A Nun Joins the Campaign Against the World Cup in Qatar where 6,500 Foreign Workers have Died on Construction sites of the Stadiums

A Catholic nun waves red card at Qatar's World Cup for violated human rights. According to reports, 6,500 migrant workers have died on stadium and infrastructure construction sites.  The Catholic Church in Germany with their NGO Missio is promoting a campaign, relaunched by the Benedictine nun and activist Sister Mary John Mananzan. (in German Qatar is spelled Katar)

The red card to Qatar for the non-respect of human rights and the exploitation of migrant workers. Mistreatment is of all workers engaged in the construction sites of the stadiums built for the World Cup, a "historic and controversial" event that will start on 20 November.

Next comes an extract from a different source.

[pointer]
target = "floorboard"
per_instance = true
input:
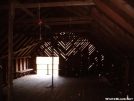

Facts on exploitation in Qatar

  • Nine out of ten residents of Qatar come from abroad. Most are migrant workers with their families.
  • Every sixth native citizen in Qatar is a millionaire.
  • The legal minimum wage in Qatar is around 280 euros per month. With living costs that are almost as high as in Germany, this is not enough to live on.
  • According to research by the British newspaper The Guardian, 6,500 workers from India, Pakistan, Nepal, Bangladesh and Sri Lanka have died in Qatar over the past ten years. Many of them worked at temperatures of up to 50 degrees Celsius and extremely poor living and working conditions in the construction of the World Cup stadiums. In response to international pressure, working conditions have now been partially improved.
    Source: The Guardian (23 February 2021): "Revealed: 6,500 migrant workers have died in Qatar since World Cup awarded"    
  • Around 173,000 foreign domestic helpers work in the homes of the rich in Qatar. Many of them have to work 15 or more hours a day in very bad conditions.
  • Aid organizations fear that up to 90 percent of female migrant workers in Qatar also suffer sexual violence.
    Source: Missio research
The campaign is justified by the numbers: according to the Guardian in the last 10 years, since the assignment of the planet's top football competition, about 6,500 immigrants from India, Pakistan, Nepal, Bangladesh and Sri Lanka have died in Qatar.
Many worked in temperatures of 50 degrees and in extremely poor living conditions. And it is no coincidence that the competition takes place between November and December. For the soccer players, but not for those who have spent years under the scorching sun building the facilities. 
The German Church, through the NGO Missio, launched the campaign involving Filipina Sister Mary John Mananzan, a Benedictine who has been involved in many human rights activities at home and abroad in the past. 
The majority are migrants from South Asia, South-East Asia and Africa. The cost of living is high, but the minimum wage is only 280 euro per month, insufficient to cover all expenses. Over the years, Doha has introduced some protections, but these are not enough to meet the legitimate demands for full dignity of the worker. 
However, situations of exploitation bordering on slavery do not only concern World Cup workers, but also many foreign domestic workers (173,000 according to some estimates) employed by the families of (more or less) wealthy Qatari citizens. The campaign intends to shine the spotlight by collecting stories and testimonies of people forced to work up to 15 or 20 hours a day, often for seven days a week, for only 230 euro.
Missio also denounces the abuse and rape that "nine out of 10 women" suffer in the emirate and without being able to benefit from legal protection, because the courts end up punishing the victims for sexual relations consummated outside of marriage, leaving the torturers unpunished. And when they denounce this abuse, if convicted, they risk whipping and imprisonment.
One of these 173,000 is Filipina Jeannie Dizon, hired to take care of a small child and then forced to cook, wash and clean for a family of eight people 15 hours a day, for a daily fee of about one euro. She started at 4 a.m. after resting for a few hours in a windowless room, the victim of harassment by her landlord, which prompted her to flee and return home but only after signing an abuse secrecy agreement.
This situation pushes women to accept the violence in silence, while still having to send money to their families in their countries of origin. Missio cites Nepal as an example, where a substantial amount of foreign currency comes from servants who have emigrated to Doha. Missio's 'Protect Women in Qatar' petition should continue after the World Cup. "This law," denounces Sister Mary John, the face of the campaign, "is cruel to the victims! Enough with this, it must be repealed,' she says firmly, while waving a red card.